# Gekochten Hanf haltbar machen



## Carpmen (10. August 2019)

Hallo

Wollte mal wissen wir eure Erfahrungen sind mit gekochten Hanf haltbar machen

Ich lasse den Hanf immer zuerst über Nacht in warmen Wasser Quellen und Koche meinen Hanf dann ca 20min

Normal habe ich meinen Hanf immer abtropfen lassen
Nun habe mir überlegt den Hanf nach dem Abtropfen im Backofen zu trocknen um ihn haltbarer zu machen 
Hat damit schon jemand Erfahrung mit den trocknen im Backofen und der Haltbarkeit danach


----------



## Ruttentretzer (10. August 2019)

Hallo,
wenn der Hanf gekocht ist, gebe ich ihn heiß in Gläser mit Schraubverschluss. Gurkengläser ec.
Da hält er sich ziemlich lange, da eingeweckt, und hoher Ölanteil.

Gruß Ronni


----------



## Kochtopf (10. August 2019)

Ich wecke meine Partikel auch immer ein, ein zwei Gläser mit ans Wasser und gut ist. V


----------



## Andal (10. August 2019)

Den Hanf kochen, um ihn dann wieder zu trocknen? Da kannst du ihn ja gleich lassen, wie er ist.

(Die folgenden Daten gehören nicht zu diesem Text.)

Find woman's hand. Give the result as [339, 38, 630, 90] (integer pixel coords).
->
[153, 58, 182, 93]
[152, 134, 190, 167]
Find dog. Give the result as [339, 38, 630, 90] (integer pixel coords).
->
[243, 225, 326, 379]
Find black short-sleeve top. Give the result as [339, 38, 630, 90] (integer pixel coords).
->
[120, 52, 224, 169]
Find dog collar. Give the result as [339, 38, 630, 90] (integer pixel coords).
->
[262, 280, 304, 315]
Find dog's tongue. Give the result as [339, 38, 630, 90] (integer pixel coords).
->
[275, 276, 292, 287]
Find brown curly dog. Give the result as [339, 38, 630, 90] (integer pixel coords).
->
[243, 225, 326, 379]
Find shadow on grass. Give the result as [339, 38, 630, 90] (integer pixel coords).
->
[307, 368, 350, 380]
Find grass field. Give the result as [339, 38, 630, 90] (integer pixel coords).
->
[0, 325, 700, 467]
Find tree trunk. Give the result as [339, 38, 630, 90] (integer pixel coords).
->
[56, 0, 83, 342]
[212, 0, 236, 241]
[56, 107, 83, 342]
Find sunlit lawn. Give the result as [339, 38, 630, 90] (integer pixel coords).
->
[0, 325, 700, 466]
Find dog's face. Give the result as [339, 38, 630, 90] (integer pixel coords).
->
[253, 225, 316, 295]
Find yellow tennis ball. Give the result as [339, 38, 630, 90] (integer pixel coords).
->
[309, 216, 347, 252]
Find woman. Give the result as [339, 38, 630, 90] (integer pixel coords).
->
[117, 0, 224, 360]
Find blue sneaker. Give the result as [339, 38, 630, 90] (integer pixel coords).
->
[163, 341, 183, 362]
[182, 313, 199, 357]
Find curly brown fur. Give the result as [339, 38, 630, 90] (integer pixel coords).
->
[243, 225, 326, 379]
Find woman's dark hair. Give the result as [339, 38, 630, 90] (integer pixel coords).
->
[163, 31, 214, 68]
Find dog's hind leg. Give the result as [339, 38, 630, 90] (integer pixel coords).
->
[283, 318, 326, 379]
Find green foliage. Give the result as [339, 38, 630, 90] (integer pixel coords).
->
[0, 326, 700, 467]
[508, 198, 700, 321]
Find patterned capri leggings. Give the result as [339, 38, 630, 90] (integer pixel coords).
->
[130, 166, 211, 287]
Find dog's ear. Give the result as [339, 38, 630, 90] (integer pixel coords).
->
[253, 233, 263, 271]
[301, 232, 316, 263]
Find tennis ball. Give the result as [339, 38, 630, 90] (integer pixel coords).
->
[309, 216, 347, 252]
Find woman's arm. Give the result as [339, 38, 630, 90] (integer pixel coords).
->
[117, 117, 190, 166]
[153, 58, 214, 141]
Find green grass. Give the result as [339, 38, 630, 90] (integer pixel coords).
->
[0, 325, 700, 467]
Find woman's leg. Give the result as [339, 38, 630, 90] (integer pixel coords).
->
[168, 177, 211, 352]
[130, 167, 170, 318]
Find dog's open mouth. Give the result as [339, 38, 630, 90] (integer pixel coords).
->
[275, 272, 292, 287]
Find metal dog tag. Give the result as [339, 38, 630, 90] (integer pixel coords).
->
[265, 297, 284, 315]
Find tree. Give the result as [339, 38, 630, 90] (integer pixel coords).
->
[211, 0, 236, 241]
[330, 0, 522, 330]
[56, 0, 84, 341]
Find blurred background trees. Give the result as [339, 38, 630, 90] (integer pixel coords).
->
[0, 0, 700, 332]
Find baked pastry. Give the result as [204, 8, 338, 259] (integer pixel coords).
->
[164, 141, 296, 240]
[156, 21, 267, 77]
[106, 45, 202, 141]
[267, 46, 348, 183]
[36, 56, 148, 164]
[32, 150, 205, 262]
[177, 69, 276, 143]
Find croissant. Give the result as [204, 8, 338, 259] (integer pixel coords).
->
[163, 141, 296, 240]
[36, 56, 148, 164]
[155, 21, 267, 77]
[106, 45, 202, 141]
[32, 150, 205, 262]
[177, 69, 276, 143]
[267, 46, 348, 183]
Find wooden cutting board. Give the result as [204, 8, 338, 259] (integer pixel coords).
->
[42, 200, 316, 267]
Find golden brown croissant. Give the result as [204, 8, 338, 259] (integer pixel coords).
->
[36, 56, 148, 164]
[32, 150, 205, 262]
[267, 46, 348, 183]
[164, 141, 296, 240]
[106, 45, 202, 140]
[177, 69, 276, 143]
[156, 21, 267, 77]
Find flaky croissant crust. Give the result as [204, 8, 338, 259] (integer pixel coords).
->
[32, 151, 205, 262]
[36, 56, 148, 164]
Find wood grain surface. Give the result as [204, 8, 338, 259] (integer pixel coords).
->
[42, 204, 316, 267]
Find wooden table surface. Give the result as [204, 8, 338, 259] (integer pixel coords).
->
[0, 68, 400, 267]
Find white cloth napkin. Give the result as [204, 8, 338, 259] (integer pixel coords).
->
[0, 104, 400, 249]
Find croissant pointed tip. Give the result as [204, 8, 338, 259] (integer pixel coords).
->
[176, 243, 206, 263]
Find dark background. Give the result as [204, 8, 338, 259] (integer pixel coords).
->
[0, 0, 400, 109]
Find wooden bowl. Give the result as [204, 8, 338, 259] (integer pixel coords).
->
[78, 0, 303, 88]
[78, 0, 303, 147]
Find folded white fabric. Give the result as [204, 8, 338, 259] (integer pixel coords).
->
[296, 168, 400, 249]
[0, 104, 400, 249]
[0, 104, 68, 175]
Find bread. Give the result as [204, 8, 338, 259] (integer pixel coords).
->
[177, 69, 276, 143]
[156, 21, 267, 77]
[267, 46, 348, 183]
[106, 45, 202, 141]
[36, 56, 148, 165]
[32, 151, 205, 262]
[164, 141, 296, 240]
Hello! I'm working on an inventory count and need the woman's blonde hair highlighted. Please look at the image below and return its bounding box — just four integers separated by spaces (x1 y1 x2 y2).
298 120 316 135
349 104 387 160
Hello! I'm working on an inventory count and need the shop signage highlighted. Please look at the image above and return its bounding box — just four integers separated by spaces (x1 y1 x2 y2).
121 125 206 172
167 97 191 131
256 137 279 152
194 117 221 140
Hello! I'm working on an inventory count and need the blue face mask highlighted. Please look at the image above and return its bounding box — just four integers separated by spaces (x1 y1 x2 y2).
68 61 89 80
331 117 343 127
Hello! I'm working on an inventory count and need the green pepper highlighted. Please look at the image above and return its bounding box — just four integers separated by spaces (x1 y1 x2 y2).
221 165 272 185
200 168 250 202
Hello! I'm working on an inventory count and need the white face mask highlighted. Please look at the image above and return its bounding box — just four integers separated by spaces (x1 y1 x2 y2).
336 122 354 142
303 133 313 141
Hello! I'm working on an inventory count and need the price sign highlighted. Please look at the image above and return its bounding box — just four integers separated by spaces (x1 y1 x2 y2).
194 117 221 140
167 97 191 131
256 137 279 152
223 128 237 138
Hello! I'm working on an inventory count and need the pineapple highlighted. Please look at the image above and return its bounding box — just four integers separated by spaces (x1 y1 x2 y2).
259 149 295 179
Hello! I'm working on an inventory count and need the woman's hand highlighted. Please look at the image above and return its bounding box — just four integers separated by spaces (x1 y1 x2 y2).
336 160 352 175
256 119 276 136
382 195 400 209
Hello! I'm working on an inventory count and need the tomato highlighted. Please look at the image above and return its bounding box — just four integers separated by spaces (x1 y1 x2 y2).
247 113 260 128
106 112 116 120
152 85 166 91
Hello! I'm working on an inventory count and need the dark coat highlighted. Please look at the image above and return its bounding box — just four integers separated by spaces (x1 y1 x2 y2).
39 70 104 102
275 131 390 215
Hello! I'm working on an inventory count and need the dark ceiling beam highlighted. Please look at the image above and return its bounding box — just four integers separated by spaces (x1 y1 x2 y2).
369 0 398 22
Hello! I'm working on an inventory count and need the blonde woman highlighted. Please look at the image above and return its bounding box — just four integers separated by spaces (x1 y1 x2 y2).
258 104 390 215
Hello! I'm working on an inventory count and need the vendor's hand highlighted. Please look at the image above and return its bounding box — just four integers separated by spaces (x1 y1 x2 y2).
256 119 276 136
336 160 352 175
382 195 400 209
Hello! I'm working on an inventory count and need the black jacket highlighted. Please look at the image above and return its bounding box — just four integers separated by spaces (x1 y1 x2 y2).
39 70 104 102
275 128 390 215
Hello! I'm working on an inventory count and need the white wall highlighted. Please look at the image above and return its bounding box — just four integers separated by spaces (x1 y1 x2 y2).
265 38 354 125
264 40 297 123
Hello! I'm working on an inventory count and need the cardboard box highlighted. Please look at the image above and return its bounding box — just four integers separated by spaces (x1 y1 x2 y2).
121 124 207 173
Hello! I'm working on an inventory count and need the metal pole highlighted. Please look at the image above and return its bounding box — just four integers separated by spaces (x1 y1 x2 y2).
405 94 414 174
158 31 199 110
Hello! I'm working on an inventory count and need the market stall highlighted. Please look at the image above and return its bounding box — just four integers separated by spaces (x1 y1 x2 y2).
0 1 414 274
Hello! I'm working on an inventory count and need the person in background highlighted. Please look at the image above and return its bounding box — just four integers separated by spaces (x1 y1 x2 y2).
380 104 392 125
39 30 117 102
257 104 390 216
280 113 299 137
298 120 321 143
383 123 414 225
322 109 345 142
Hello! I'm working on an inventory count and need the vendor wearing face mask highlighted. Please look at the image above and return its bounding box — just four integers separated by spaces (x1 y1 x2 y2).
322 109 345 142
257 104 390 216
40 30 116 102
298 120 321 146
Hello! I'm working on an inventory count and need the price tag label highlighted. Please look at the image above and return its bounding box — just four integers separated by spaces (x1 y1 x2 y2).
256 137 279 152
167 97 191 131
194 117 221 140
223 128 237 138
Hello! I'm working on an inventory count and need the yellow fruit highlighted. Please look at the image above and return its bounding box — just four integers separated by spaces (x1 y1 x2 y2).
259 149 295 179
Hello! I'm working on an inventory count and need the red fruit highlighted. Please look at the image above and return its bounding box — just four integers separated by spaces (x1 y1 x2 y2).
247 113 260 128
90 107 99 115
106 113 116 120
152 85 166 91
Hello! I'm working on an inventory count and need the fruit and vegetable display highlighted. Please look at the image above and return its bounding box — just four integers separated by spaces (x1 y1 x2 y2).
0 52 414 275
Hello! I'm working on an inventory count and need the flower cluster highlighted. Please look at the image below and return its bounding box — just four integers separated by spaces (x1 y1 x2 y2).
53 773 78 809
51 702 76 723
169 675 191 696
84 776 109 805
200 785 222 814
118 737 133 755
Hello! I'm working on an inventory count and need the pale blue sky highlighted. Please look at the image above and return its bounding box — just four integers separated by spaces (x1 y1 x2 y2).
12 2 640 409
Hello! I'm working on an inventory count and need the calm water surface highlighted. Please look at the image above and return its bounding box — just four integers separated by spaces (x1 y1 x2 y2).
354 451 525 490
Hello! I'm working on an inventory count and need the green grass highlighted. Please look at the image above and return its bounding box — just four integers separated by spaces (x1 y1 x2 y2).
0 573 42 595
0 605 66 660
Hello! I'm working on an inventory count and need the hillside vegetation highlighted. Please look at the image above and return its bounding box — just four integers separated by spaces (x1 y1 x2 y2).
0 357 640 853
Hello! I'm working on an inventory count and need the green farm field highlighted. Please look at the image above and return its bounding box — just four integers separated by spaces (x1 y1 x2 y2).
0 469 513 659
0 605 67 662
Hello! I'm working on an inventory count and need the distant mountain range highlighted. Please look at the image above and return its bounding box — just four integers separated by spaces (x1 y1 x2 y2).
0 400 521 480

Ich lasse ihn nach dem kochen, meistens eh bloss einem kochenden Aufguss, etwas gären und benutze ihn. Reste werden einfach eingetütet und eingefroren.


----------



## Vanner (10. August 2019)

Einwecken ist auch meine Variante. So kocht man nur ein mal ab und hat für lange Zeit Vorräte.


----------



## Kochtopf (10. August 2019)

aber wenn er nass ist brennt er nicht mehr


----------



## Andal (10. August 2019)

Kochtopf schrieb:


> aber wenn er nass ist brennt er nicht mehr


Beim nächsten ÜkT gebe ich dir ein paar Rezepte.


----------



## Taxidermist (10. August 2019)

Kochtopf schrieb:


> aber wenn er nass ist brennt er nicht mehr



Kenner wissen, dass die Samen sowieso nicht törnen und "Gras" welches auch Samen beinhaltet, minderwertiges ist.
Diese Samen schmecken übelst und kratzen im Hals beim Rauchen.

Jürgen


----------



## Kochtopf (10. August 2019)

Taxidermist schrieb:


> Kenner wissen, dass die Samen sowieso nicht törnen und "Gras" welches auch Samen beinhaltet, minderwertiges ist.
> Diese Samen schmecken übelst und kratzen im Hals beim Rauchen.
> 
> Jürgen


Das stimmt, aber für eine schmierige Pointe kann man sowas schon bringen.
Wobei Samen bei Homegrown ein willkommener Bonus sein kann, davon mal ab


----------



## hanzz (11. August 2019)

Kochtopf schrieb:


> Das stimmt, aber für eine schmierige Pointe kann man sowas schon bringen.
> Wobei Samen bei Homegrown ein willkommener Bonus sein kann, davon mal ab


Dann lieber Stecklinge von potentiellen Mutterpflanzen

Hab ich mal gehört


----------



## Kochtopf (11. August 2019)

hanzz schrieb:


> Dann lieber Stecklinge von potentiellen Mutterpflanzen
> 
> Hab ich mal gehört


Die musst du auch erstmal auftreiben können


----------